ON HIS BEAUTIFUL MODELS
“We always pay a lot of attention to the casting, it’s something we really enjoy. It’s really beautiful when you find people that connect with your clothes and you can see they’re proud to be wearing them, and they’re adding their own personality to the pieces and bringing them to life. So the casting has always been a big thing for us – you know, we started out casting friends, and then we were putting normal guys in the show, usually guys who were gay and who felt comfortable in flamboyant clothes. And now we have professional models, of course, but we still look for the boys we know really want to be in the show, because at Palomo you don’t just do an hour before the show and then you leave – we have to spend time together and get to know each other, we have to have full hair and make-up sessions, and we all have to understand each other and the clothes.”
ON MEN EMBRACING FEMININITY
“I actually have quite a lot of straight customers, although the number is fewer than those that are gay, of course. I think it’s an interesting time and eventually we’re going to find the balance between the two: I really want to see straight men wearing my clothes! In the Wunderkammer collection I actually think there are many pieces – beautiful blouses, and tailored styles – which can be very masculine. I really want Palomo to be for everyone, I don’t want to just design for gay men, as I think that’s very limiting. It’s an interesting time right now, because I think men are becoming much more open when it comes to fashion.”

ON SHOWING IN MADRID
“We were actually supposed to show in Paris again this season, but because there is so much change happening at Palomo it was impossible, so we’re going to do January in Paris, and July we’re here in Madrid. But I love Madrid, and when you show here it’s just so incredibly nice – you can put an idea together and present it in the way you want, you know, you can take over the museum, and everyone is very supportive because they know us. In Paris, things are so much more difficult, getting the go-ahead to show in a museum, being able to invite 600 guests... We will go back to Paris, but we need to work out how to recreate that grandeur that Madrid allows you first.”
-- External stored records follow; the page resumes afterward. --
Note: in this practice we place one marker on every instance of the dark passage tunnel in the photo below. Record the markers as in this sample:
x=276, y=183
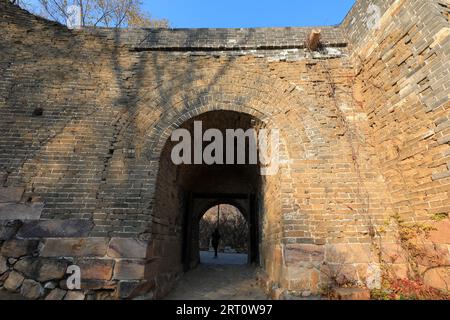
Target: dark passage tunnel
x=185, y=192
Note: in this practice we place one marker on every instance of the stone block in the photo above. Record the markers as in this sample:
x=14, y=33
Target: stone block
x=303, y=253
x=11, y=194
x=21, y=211
x=56, y=294
x=74, y=295
x=96, y=269
x=98, y=284
x=19, y=248
x=31, y=289
x=351, y=294
x=14, y=281
x=441, y=234
x=8, y=229
x=73, y=228
x=42, y=269
x=84, y=247
x=129, y=270
x=438, y=278
x=133, y=289
x=3, y=265
x=127, y=248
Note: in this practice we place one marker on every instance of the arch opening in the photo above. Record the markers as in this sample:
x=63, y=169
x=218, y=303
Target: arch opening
x=184, y=193
x=233, y=236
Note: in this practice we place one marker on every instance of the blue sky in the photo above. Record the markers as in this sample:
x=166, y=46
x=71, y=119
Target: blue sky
x=248, y=13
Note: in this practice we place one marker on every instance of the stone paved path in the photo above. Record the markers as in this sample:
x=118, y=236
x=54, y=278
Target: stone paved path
x=226, y=278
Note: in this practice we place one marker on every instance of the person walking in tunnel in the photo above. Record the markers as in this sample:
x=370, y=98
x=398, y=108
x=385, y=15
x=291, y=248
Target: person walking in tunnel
x=215, y=238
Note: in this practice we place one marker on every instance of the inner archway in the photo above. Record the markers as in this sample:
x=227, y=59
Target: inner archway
x=233, y=236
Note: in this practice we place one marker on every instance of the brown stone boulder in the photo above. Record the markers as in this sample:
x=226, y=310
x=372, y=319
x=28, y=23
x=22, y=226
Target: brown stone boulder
x=14, y=281
x=31, y=289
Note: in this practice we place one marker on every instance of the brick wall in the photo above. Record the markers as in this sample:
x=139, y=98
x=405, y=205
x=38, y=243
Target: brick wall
x=403, y=85
x=94, y=159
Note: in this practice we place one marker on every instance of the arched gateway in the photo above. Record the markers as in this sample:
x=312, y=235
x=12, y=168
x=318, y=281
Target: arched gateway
x=88, y=178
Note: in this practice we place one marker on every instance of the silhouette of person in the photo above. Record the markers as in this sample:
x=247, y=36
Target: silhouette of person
x=215, y=238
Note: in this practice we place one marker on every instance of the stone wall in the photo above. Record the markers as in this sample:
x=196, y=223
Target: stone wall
x=403, y=85
x=85, y=117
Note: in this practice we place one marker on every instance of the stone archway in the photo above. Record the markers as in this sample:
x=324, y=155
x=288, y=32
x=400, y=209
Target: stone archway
x=184, y=191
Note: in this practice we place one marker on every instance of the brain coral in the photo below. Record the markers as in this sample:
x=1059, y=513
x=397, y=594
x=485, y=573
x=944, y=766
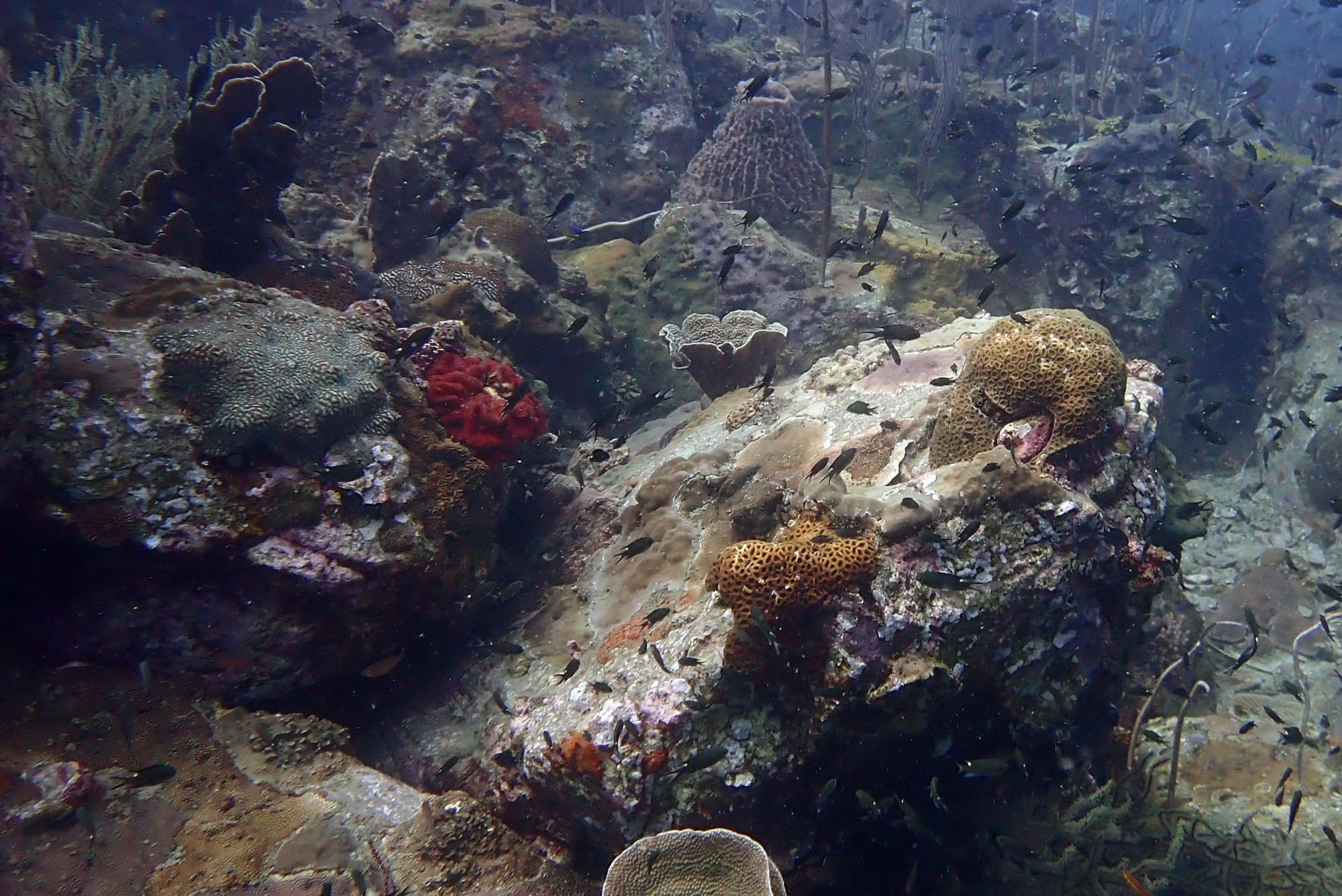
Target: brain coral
x=707, y=863
x=724, y=355
x=470, y=396
x=285, y=376
x=520, y=238
x=762, y=152
x=1055, y=379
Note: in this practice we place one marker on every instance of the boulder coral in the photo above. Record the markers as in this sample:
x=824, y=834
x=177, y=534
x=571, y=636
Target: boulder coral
x=472, y=398
x=1035, y=387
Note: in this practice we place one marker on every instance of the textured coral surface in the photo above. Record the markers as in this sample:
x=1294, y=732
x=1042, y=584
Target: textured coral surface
x=288, y=376
x=760, y=154
x=470, y=396
x=1060, y=363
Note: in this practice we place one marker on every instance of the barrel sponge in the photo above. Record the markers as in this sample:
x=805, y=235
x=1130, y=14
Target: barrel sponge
x=285, y=376
x=802, y=567
x=707, y=863
x=520, y=238
x=1058, y=363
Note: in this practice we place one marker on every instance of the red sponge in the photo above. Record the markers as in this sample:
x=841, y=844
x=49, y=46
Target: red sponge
x=470, y=395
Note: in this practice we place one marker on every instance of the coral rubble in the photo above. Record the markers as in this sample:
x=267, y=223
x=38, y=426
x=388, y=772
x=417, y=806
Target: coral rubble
x=1055, y=378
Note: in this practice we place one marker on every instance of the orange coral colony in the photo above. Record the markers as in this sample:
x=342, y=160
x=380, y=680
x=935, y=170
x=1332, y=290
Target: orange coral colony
x=802, y=568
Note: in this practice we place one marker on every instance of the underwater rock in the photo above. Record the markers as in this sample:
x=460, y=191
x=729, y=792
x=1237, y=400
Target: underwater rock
x=1038, y=387
x=233, y=156
x=759, y=156
x=711, y=863
x=995, y=584
x=287, y=376
x=728, y=353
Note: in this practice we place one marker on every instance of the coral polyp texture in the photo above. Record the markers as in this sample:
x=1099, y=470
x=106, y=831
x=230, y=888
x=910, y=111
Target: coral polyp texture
x=728, y=353
x=707, y=863
x=1037, y=387
x=760, y=154
x=233, y=156
x=520, y=238
x=287, y=376
x=472, y=398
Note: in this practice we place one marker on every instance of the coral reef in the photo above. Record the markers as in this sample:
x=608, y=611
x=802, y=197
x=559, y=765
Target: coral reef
x=403, y=209
x=233, y=156
x=84, y=128
x=520, y=238
x=708, y=863
x=728, y=353
x=1053, y=380
x=473, y=399
x=288, y=376
x=760, y=156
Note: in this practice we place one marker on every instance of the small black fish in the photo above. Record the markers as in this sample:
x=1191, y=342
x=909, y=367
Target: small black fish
x=756, y=85
x=842, y=462
x=703, y=760
x=570, y=671
x=881, y=227
x=725, y=270
x=579, y=323
x=563, y=206
x=519, y=394
x=933, y=579
x=448, y=222
x=151, y=776
x=197, y=84
x=657, y=655
x=634, y=548
x=413, y=344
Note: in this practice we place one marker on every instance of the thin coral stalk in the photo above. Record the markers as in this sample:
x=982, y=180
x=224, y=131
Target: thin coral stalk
x=1179, y=740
ON CREATING A PALOMO SPAIN COMMUNITY
In Madrid there is a huge creative scene: we see each other at this party, and that event, and so on, but for me something that is important about Palomo is that I’m bringing people together who wouldn’t normally meet – these very underground boys, and aristocrats, the young and the old, the posh people and the less sophisticated, which goes for both my collections and the people at my shows. It’s about connecting people through an experience and really creating a special scene that congregates at the Palomo shows.”
ON NOT LIVING IN MADRID
“I live in the South of Spain, in a quiet village in Andalusia, with no fashion influence at all. I love it – it’s so nice to be able to go there and just focus completely on work, you know, I live on top of the studio in this enormous beautiful house, and when I’m there I never escape the job. I wake up in the middle of the night feeling inspired, and I can go downstairs to the studio and take the fabric and have a piece made by the morning. It’s this feeling of never disconnecting from what I do, which I love. I wouldn’t be able to do it in Madrid, there are so many social things and partying that would just distract me.”